# Expression Evaluation with && and || operators

Anant Jahagirdar
Greenhorn
Posts: 3
Hi,
I am getting confused with the following example. Eventhough && has higher precedence the expression is evaluated differently. Please explain me.
class Test {
static boolean ant(){
System.out.println("within method");
return true;
}
public static void main(String[] args) {
boolean a , b, c;
a=b=c=false;
System.out.println((a=true) || (b= ant()) && (c=true));
System.out.println(a+ "," + b+"," +c);
}
}
out put is : true
true, false, false

William Brogden
Author and all-around good cowpoke
Rancher
Posts: 13058
6
Your clause (a = true) sets variable a to true and returns true. The || (short circuit or) sees true and does not evaluate the remainder.
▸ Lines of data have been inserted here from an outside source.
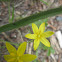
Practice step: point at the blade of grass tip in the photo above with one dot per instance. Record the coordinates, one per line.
(10, 42)
(12, 14)
(9, 12)
(44, 2)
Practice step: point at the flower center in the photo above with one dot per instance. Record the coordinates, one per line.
(38, 36)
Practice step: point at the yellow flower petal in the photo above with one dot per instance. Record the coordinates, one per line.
(36, 44)
(35, 28)
(42, 28)
(28, 57)
(21, 49)
(45, 42)
(30, 36)
(19, 60)
(47, 34)
(10, 48)
(9, 58)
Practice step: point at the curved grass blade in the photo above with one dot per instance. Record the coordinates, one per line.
(32, 18)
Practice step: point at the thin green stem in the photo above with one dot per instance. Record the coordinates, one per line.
(32, 18)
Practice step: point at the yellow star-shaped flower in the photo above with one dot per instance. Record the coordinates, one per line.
(18, 56)
(39, 35)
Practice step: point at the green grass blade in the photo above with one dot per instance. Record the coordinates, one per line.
(13, 14)
(44, 2)
(32, 18)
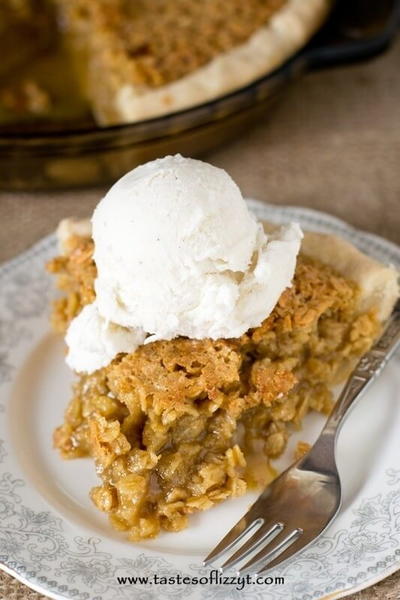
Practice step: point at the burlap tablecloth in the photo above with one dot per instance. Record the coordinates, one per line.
(333, 144)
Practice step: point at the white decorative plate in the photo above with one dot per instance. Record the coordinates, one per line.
(55, 541)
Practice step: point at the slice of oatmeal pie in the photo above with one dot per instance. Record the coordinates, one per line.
(180, 425)
(150, 57)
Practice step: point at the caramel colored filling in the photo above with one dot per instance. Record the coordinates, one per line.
(180, 425)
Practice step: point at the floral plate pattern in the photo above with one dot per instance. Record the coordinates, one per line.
(61, 559)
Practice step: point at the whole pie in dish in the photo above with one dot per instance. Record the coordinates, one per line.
(159, 56)
(181, 424)
(139, 59)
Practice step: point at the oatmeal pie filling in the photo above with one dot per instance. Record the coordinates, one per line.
(155, 42)
(179, 425)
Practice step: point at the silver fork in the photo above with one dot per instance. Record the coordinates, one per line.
(296, 508)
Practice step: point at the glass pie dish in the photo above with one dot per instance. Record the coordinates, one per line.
(80, 155)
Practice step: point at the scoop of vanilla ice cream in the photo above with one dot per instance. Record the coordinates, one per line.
(93, 342)
(179, 254)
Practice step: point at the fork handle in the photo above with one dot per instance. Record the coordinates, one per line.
(367, 369)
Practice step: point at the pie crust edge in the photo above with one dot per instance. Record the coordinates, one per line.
(286, 32)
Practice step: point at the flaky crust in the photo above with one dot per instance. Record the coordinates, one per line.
(379, 284)
(284, 34)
Remember, left to right evaluation.
Bill

Anant Jahagirdar
Greenhorn
Posts: 3
Hi
When the Precedence comes in to picure while using && and || operators?

Jose Botella
Ranch Hand
Posts: 2120
Welcome to the Ranch Anant.
I have not been able to observe the evaluation of the right operand to && before its left one in any example I made up. Otherwise the short-circuit operators could not short-circuit.

William Brogden
Author and all-around good cowpoke
Rancher
Posts: 13058
6
The short circuit behavior of && is to quit if the left operand is false - since the result can't possibly be anything but false. Therefore to see the right operand evaluated you must have a true result on the left.
Bill

Jose Botella
Ranch Hand
Posts: 2120
Anant, this code shows, at least, that the && operator has a bigger precedence than =

a) v is evaluated to false
b) true is evaluated to true
c) the precedence of = is compared with &&. Thus = is not carried out but instead...
d) m() is evaluated and false is printed
e) && is performed yielding true
f) now the previously obtained true is assigned to v and printed.
[ January 10, 2003: Message edited by: Jose Botella ]

Anant Jahagirdar
Greenhorn
Posts: 3
Thanks all for your detailed answers. When short circuit operators are in the expression, the left operand is evaluated first and then if operator is || and evalated operand is true, the expression evaluation process stops. same thing happens for && with false operand.Is this correct?